В тот день, когда аббат уезжал из Пазеана, прощание было нежное и грустное. Был ранний сентябрьский день, когда в лете уже чувствуется истома осени. Что-то, какая-то незаконченность, отличавшая эту любовь, именно в минуту ее умирания придавала ей особую сладость, смешанную с сожалением… По своей привычке, покидая служившую ему приютом комнату, он посмотрел в венецианское зеркальце, стоявшее на столе. Он увидел в зеркале свое свежее лицо, свой рот, научивший Лючию науке поцелуев, а позади себя — дверь, открывавшуюся по утрам для нее…

Во дворе уже ожидала почтовая карета, с фонарями, с корзиной фруктов, сорванных самой Лючией ему на дорогу… Как бы ему хотелось еще вернуться… не уезжать… Он оставлял ее в таком смятении чувств… Кому-то суждено потушить в ней этот пожар…

Кто она была? Маленькая девочка, у входа в целый сад женщин… Как знать, может быть, для нее он был всем — был единой любовью?..

В дремотном воздухе, пропитанном ароматом белых слив, зазвучал благовест… Почтальон попросил его поторопиться, чтобы не пришлось перепрягать ночью.

Пробуждающаяся жестокость пришла ему на помощь… Лючия следила за ним из своего окна: следила за малейшим его движением. Быстро стучало сердечко, которое еще так недавно билось рядом с его, под кружевными простынями графини.
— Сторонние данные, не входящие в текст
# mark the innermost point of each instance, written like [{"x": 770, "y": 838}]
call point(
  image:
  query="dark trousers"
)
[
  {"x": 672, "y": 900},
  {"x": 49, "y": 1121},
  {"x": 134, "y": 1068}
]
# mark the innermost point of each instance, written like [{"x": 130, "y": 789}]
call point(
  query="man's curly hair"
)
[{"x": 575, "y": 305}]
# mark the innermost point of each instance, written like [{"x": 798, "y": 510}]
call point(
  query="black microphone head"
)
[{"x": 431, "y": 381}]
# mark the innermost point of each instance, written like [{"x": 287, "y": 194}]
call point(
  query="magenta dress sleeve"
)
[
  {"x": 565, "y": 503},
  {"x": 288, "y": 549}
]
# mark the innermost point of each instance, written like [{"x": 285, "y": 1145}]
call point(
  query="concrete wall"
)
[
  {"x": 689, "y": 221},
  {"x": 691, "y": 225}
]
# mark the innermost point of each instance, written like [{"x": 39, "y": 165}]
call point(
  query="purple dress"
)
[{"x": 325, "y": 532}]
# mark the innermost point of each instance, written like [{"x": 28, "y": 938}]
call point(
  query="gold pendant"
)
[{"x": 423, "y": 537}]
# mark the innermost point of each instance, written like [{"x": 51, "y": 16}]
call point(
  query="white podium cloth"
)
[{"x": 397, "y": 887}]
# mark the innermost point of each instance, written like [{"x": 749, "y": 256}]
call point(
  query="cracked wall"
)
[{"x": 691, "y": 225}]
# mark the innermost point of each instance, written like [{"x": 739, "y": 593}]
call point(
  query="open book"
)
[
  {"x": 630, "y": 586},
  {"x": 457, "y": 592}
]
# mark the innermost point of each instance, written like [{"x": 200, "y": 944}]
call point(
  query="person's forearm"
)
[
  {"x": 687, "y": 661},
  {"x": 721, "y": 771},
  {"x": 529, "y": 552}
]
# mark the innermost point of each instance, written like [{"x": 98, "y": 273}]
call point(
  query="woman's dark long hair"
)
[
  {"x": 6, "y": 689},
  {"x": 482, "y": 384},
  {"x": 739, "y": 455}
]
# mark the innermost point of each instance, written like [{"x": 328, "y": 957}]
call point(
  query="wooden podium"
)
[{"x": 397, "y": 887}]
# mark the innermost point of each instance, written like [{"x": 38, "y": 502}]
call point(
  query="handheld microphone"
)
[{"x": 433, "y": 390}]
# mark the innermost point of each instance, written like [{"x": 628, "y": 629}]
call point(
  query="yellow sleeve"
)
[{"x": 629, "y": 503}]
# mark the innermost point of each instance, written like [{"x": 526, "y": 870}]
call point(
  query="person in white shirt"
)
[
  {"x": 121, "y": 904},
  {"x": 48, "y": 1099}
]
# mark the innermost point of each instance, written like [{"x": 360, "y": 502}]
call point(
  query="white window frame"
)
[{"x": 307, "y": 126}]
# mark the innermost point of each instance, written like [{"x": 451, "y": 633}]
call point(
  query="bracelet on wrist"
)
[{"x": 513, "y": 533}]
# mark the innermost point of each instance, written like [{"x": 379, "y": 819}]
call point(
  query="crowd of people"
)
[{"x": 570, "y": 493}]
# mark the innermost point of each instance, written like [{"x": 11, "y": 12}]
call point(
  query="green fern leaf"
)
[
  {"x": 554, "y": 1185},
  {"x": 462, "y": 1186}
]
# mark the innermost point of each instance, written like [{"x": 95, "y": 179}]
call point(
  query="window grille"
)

Он не обернулся, чтобы взглянуть на нее в последний раз.

— В мире много прекрасных глаз и свежих уст, — пробормотал он, чтобы придать себе бодрости. — А это только ребенок — четырнадцатилетний ребенок…

Карета уже катилась по итальянской дороге, и бич почтальона жужжал в воздухе, словно большая пчела, привязанная к ремню. Там, в Пазеане, Лючия, вероятно, плакала на коленях, не в силах удержать рыданий…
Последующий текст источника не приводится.